İstanbul; Karadeniz’e Düşen Sevda
Denizleri birleştiren bir kentti İstanbul. Karadeniz’in uzak kıyılarından yola çıkan çektirmelerin, mavnaların, şileplerin hem sılası hem de gurbetiydi…
Yazı: Mehmet Sait Taşkıran / Fotoğraf: Sinan Çakmak
İstanbul’un Karadeniz kıyılarındaki en batı ucundan boğaza doğru çıktığım yolculukta denizin sakinliği karşılamıştı beni. Bu sakinlikte sırtımı Karaburun Feneri’ne vermiş dingin denizi dinlemiştim. Karşımda ufuk çizgisini örten puslu havanın hemen altında gümüş telleri Karadeniz’in, yabancı kıyılardan kalkıp yol alan gemilerin dalgalarıyla titremişti. Genellikle İstanbul’un bu uzak Karadeniz kıyısında Varna’dan, Ukrayna’dan, Bulgaristan’dan ve Romanya’dan kalkan gemiler İstanbul Boğazı’nın yolunu tutarlarmış. Aklıma Nazım Hikmet’in Vapur şiirindeki mısraları gelmişti: “Bir vapur geçer Varna önünden/Uyy Karadeniz’in gümüş telleri/Bir vapur geçer boğaza doğru/Nazım usulcacık okşar vapuru/Yanar elleri, Yanar elleri”. Doğuyla batıyı, bir iç denizle sınırı olamayan açık denizleri birleştiren bir kentti İstanbul. Boğazın akıntıları en eski masalları uzak diyarlara taşımıştı tarih boyunca. Cenevizli korsanların, tüccar Vareglerin, Pontusluların, Don Kazakları’nın, Anadolu uygarlıklarının sınırlarının sonu, uzak diyarlara açılan yeni yolların başlangıcıydı.
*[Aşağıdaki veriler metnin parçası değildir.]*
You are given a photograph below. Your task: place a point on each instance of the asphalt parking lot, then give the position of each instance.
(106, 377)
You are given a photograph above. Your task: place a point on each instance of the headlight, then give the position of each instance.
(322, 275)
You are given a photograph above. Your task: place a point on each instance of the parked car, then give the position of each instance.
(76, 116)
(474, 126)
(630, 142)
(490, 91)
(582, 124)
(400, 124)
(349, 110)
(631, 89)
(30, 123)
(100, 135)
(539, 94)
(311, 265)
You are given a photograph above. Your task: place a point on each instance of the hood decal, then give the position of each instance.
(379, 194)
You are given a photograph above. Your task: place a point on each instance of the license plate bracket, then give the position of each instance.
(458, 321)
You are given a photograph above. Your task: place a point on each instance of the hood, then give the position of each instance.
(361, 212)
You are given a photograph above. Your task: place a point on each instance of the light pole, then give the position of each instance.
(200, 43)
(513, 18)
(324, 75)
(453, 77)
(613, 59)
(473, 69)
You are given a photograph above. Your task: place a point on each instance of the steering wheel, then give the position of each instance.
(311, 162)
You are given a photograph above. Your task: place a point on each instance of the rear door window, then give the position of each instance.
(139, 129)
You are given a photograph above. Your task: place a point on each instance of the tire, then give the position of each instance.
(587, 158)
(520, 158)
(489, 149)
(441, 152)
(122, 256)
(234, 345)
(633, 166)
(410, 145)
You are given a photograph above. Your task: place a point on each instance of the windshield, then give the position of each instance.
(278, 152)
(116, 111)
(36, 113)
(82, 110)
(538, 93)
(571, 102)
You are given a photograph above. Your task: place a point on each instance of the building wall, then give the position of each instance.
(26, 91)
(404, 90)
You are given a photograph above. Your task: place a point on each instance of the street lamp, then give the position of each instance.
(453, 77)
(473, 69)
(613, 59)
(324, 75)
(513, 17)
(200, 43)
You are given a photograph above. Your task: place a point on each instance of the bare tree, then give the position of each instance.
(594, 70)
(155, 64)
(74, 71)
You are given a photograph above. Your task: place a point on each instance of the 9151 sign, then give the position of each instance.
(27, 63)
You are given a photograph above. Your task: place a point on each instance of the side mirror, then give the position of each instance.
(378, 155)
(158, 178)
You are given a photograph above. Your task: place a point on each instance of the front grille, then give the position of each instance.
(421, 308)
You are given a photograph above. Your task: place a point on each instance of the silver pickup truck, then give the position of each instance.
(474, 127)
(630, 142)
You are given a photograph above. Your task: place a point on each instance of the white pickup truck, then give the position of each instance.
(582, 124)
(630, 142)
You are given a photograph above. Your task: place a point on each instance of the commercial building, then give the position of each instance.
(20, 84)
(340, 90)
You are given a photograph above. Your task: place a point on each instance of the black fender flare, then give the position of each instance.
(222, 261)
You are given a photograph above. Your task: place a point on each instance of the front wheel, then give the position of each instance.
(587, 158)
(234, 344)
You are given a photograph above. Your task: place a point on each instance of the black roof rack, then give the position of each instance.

Arnavutköy ilçe sınırlarından çıkar çıkmaz Kemerbugaz’da su kemerleri ağaçların birlik olup Belgrad Ormanı’na dönüşmeye başladığı yerlerde olduğu gibi duruyorlardı. Ardından kayınların, meşelerin, kadim çınarların arasından kıvrılan yol Kilyos’a uzuyordu. Yol üstünde bu kez yeşilin renksiz betona dönüştüğü yüksek duvarlı süslü siteler belirmişti. Kilyos isminin Rumcada ‘kum’ anlamına gelen ‘Kilya’ sözcüğünden türediği söylenir. Sarıyer’e bağlı Kilyos’un kaderi 1960lı yıllarda dönemin İstanbul sosyetesinin gözde yeri olmasıyla değişmiş. Rumelifeneri köyüne vardığımda fırtına daha bir sertleşmiş rüzgar boğazın en ucunda kılavuz kaptanlarla bir olup Karadeniz’den gelen gemilere rehberlik yaparcasına Marmara Denizi’ne doğru esiyordu. Nisan ayında mevsime tezat bir hava ile karşılaşmak şaşırtmıştı beni. Köy halkı geçmişte Rize’den gelip yerleşenlerden oluşuyordu. Neredeyse tamamı balıkçı olan köylüler denizi en iyi bilenlerden olsa da temkinli olmayı elden bırakmamıştı. Köyün bağlı olduğu il İstanbul olsa da kıyısında oldukları deniz Karadeniz idi.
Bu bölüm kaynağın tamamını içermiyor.